The Myth of Equality by Ken WytsmaIVP: What is your reaction to this kind of recognition from a secular magazine that represents the entire U.S. book publishing industry?

Honestly, I’m a bit humbled. It is a book on privilege where I take pains to point out that I am not—cannot—be the expert on race as someone who has never experienced racism personally. In many respects, I am a learner. So one part of me feels like there are so many books that might have been better in that spot. But I am gratified that the work of so many people on this project* has earned recognition; and, more than that, that it is proving to be a bridge book for so many people looking to grow into a more thoughtful and engaged perspective on equality, privilege, and Christian discipleship.

I am not—cannot—be the expert on race as someone who has never experienced racism personally.

And it is cool that my youngest two daughters now think I’m a bigger deal than I am!

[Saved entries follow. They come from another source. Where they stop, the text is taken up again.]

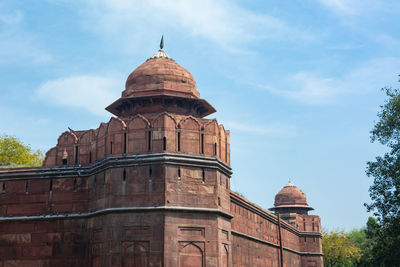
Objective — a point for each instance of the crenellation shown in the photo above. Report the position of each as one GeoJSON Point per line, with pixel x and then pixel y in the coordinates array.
{"type": "Point", "coordinates": [151, 187]}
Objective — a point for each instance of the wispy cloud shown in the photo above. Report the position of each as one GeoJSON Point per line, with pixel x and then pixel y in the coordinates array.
{"type": "Point", "coordinates": [222, 22]}
{"type": "Point", "coordinates": [18, 46]}
{"type": "Point", "coordinates": [261, 129]}
{"type": "Point", "coordinates": [89, 92]}
{"type": "Point", "coordinates": [311, 88]}
{"type": "Point", "coordinates": [11, 18]}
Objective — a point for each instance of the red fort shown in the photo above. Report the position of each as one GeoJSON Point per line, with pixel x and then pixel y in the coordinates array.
{"type": "Point", "coordinates": [151, 187]}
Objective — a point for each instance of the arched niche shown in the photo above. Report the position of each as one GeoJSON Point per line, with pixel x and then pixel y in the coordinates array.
{"type": "Point", "coordinates": [211, 138]}
{"type": "Point", "coordinates": [101, 140]}
{"type": "Point", "coordinates": [115, 137]}
{"type": "Point", "coordinates": [137, 135]}
{"type": "Point", "coordinates": [135, 254]}
{"type": "Point", "coordinates": [190, 254]}
{"type": "Point", "coordinates": [189, 129]}
{"type": "Point", "coordinates": [87, 147]}
{"type": "Point", "coordinates": [163, 133]}
{"type": "Point", "coordinates": [66, 146]}
{"type": "Point", "coordinates": [50, 159]}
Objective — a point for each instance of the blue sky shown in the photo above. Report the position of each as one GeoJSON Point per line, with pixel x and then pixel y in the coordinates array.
{"type": "Point", "coordinates": [297, 82]}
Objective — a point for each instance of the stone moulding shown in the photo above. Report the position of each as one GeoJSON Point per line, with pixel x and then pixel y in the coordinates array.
{"type": "Point", "coordinates": [117, 162]}
{"type": "Point", "coordinates": [237, 199]}
{"type": "Point", "coordinates": [117, 210]}
{"type": "Point", "coordinates": [275, 245]}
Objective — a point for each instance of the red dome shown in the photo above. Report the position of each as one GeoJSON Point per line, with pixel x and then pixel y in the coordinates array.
{"type": "Point", "coordinates": [160, 76]}
{"type": "Point", "coordinates": [290, 196]}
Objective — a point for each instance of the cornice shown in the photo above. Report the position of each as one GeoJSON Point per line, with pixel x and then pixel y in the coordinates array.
{"type": "Point", "coordinates": [116, 210]}
{"type": "Point", "coordinates": [117, 162]}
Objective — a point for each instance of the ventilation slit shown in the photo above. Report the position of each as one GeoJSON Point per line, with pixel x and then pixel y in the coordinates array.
{"type": "Point", "coordinates": [202, 143]}
{"type": "Point", "coordinates": [179, 141]}
{"type": "Point", "coordinates": [149, 141]}
{"type": "Point", "coordinates": [125, 143]}
{"type": "Point", "coordinates": [76, 155]}
{"type": "Point", "coordinates": [164, 143]}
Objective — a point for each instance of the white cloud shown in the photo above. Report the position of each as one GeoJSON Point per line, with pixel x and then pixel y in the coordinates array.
{"type": "Point", "coordinates": [11, 18]}
{"type": "Point", "coordinates": [340, 6]}
{"type": "Point", "coordinates": [261, 129]}
{"type": "Point", "coordinates": [310, 88]}
{"type": "Point", "coordinates": [17, 46]}
{"type": "Point", "coordinates": [92, 93]}
{"type": "Point", "coordinates": [222, 22]}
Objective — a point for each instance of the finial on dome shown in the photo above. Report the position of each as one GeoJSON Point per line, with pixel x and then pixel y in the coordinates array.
{"type": "Point", "coordinates": [162, 42]}
{"type": "Point", "coordinates": [161, 53]}
{"type": "Point", "coordinates": [290, 183]}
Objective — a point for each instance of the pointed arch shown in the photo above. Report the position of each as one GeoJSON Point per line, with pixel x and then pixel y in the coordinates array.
{"type": "Point", "coordinates": [115, 136]}
{"type": "Point", "coordinates": [101, 140]}
{"type": "Point", "coordinates": [137, 135]}
{"type": "Point", "coordinates": [222, 153]}
{"type": "Point", "coordinates": [138, 122]}
{"type": "Point", "coordinates": [211, 137]}
{"type": "Point", "coordinates": [189, 135]}
{"type": "Point", "coordinates": [164, 120]}
{"type": "Point", "coordinates": [87, 147]}
{"type": "Point", "coordinates": [190, 122]}
{"type": "Point", "coordinates": [163, 128]}
{"type": "Point", "coordinates": [50, 158]}
{"type": "Point", "coordinates": [190, 254]}
{"type": "Point", "coordinates": [66, 141]}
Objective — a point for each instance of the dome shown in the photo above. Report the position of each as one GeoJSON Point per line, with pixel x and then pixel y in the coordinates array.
{"type": "Point", "coordinates": [160, 75]}
{"type": "Point", "coordinates": [290, 197]}
{"type": "Point", "coordinates": [160, 84]}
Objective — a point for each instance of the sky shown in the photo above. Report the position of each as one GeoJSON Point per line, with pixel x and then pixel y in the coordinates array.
{"type": "Point", "coordinates": [298, 83]}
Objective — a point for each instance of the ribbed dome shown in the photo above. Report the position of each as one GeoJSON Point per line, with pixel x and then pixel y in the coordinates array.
{"type": "Point", "coordinates": [290, 195]}
{"type": "Point", "coordinates": [160, 75]}
{"type": "Point", "coordinates": [160, 84]}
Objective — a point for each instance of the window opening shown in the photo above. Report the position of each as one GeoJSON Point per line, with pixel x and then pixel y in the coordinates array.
{"type": "Point", "coordinates": [164, 143]}
{"type": "Point", "coordinates": [179, 141]}
{"type": "Point", "coordinates": [125, 143]}
{"type": "Point", "coordinates": [150, 173]}
{"type": "Point", "coordinates": [202, 143]}
{"type": "Point", "coordinates": [149, 141]}
{"type": "Point", "coordinates": [76, 155]}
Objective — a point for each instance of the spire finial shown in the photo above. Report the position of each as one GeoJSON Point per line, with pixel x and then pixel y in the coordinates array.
{"type": "Point", "coordinates": [162, 42]}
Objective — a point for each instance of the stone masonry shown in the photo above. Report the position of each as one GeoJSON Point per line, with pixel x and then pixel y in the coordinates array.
{"type": "Point", "coordinates": [151, 187]}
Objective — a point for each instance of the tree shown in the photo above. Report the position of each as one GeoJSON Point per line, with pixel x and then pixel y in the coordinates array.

(*People on this project refers to Al Hsu with his tireless edits; David Fassett for his cover design; the publicity team, especially Alisse Wissman for her work promoting this book with PW; Justin Lawrence and Andrew Bronson from the sales and marketing teams; Helen Lee who conceived of and first approached me with the idea, and many more at IVP. Friends Emily Hill, Ben Larson, Adrianne Salmond, Rick Gerhardt and so many others helped during the writing and editing phases.)

IVP: What do you think it was about your book that garnered attention from PW?

I believe old conversations, like that of America’s racial past, allow for bad ideas to hang around and prevent us from seeing things with fresh eyes or hearing conversations with ears to hear. Accordingly, we usually shut down dialogue or trade strong opinions we picked up somewhere along the way that have been baked into pithy (but usually woefully inadequate) slogans. I think history—telling the story—is incredibly powerful for jolting people, helping them see things anew, and engaging their empathy, which is the trait that carries us toward justice. I also think exposing faulty theology or how we’ve allowed compartmentalized or apathetic faith to exist for so long is vital.

I believe old conversations, like that of America’s racial past, allow for bad ideas to hang around and prevent us from seeing things with fresh eyes or hearing conversations with ears to hear.

So, maybe the combination of history and theology helped; but, honestly, I just tried to tell the story as best I could and as passionately and humbly as I could and never dreamed the final manuscript would resonate as deeply as it has.

IVP: How does your experience with writing and publishing this book differ from your previous publishing experiences? What about the IVP process has been distinct?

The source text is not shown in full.